The tip of the spear will include the areas that the SEC said would be its focus moving forward:
Crypto asset offerings
Crypto asset exchanges
Crypto asset lending and staking products
Decentralized finance (DeFi) platforms
Non-fungible tokens (NFTs); and
Given the heightened scrutiny, however, even companies outside of the traditional cryptocurrency industry may find themselves subject to enforcement actions and penalties. For example, the SEC recently announced that it reached a $5.5 million settlement with technology company NVIDIA Corporation for the company’s alleged failure to disclose on its Form 10-Q for fiscal year 2018 that cryptomining was a significant element of its revenue growth.
NVIDIA is not a cryptocurrency-related company, but rather is a technology company that markets and sells accelerated computing technologies, including graphics processing units (GPUs) for PC gaming, the company’s largest specialized market.

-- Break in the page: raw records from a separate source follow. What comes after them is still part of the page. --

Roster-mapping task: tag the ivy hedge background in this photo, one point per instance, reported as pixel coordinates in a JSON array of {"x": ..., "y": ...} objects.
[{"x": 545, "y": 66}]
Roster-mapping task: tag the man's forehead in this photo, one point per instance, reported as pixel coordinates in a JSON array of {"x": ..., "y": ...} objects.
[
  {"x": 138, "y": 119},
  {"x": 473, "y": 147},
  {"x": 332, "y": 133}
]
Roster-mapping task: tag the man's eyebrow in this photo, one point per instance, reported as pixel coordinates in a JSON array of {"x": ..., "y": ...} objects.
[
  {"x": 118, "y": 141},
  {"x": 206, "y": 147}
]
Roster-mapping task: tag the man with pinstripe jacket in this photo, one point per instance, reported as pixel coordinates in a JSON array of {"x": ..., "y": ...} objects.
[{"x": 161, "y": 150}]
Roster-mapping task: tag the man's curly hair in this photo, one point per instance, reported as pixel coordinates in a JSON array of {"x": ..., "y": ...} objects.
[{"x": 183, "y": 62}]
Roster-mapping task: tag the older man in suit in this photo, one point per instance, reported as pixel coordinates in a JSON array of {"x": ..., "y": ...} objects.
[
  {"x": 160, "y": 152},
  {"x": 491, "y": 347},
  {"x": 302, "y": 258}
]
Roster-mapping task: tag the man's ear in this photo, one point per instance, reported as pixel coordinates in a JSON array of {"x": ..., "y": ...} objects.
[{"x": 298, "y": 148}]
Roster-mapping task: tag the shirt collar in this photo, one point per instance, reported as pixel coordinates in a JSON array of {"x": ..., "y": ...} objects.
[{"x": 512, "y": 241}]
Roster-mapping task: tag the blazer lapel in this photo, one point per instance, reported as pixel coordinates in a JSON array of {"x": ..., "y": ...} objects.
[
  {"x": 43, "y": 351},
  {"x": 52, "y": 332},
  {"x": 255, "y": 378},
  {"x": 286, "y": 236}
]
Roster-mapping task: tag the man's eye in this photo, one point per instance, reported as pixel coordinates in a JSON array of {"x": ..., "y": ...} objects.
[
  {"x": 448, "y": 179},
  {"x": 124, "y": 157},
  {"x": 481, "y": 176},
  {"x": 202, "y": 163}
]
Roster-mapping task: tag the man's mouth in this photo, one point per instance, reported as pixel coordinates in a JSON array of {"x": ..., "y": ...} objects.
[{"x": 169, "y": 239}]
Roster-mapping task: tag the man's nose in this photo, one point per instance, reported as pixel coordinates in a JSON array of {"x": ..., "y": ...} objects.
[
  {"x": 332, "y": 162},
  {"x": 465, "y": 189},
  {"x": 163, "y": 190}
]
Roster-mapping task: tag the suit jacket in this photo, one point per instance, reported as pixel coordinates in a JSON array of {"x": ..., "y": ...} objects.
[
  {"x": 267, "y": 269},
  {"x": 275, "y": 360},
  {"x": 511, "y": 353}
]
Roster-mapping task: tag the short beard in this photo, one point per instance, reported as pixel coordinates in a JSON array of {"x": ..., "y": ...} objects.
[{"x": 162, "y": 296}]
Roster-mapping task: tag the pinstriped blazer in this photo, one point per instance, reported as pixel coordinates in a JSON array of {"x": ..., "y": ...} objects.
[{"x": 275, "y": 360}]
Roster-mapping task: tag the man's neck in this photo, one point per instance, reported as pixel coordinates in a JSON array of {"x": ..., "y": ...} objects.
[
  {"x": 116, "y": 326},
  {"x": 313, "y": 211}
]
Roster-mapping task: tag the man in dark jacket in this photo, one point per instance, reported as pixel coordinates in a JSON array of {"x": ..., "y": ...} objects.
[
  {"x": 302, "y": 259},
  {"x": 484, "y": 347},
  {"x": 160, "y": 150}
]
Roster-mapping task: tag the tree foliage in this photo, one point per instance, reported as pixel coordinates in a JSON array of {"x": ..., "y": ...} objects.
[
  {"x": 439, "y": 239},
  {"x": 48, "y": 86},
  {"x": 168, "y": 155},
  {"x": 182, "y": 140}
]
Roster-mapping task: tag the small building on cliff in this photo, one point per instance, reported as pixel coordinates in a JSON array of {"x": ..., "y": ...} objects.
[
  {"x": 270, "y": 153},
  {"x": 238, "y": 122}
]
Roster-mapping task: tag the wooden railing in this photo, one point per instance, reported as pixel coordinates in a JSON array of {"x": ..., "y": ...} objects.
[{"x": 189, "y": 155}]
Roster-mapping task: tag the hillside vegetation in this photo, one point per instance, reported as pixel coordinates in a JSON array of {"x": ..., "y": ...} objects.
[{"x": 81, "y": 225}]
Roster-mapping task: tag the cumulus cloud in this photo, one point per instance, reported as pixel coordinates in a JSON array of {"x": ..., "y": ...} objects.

The SEC alleged that, as interest in cryptocurrencies began to increase in 2017, NVIDIA customers increasingly began using gaming GPUs for cryptomining of Ether (ETH), which rose in price from under $10 to nearly $800 between 2017 and 2018.
In its Form 10-Q for fiscal year 2018, despite knowledge (discerned by the SEC from internal company documents and communications) of cryptomining as a significant driver of its GPU sales growth in its gaming division, the SEC alleged that NVIDIA failed to disclose that this growth was largely driven by demand for gaming GPUs to use in cryptomining. The SEC further alleged that this failure to disclose misled investors about the growth of NVIDIA’s gaming business in violation of Section 17(a)(2) and (3) of the Securities Act of 1933 and the disclosure provisions of the Securities Exchange Act of 1934.
As the SEC steps up its cryptocurrency related investigation and enforcement actions, publicly traded companies must exercise increased diligence in disclosure of activities that touch cryptocurrency assets. Even internal dialogue about revenues or other disclosable material that touches cryptocurrencies, as happened to NVIDIA, could subject companies to increased scrutiny and significant monetary penalties.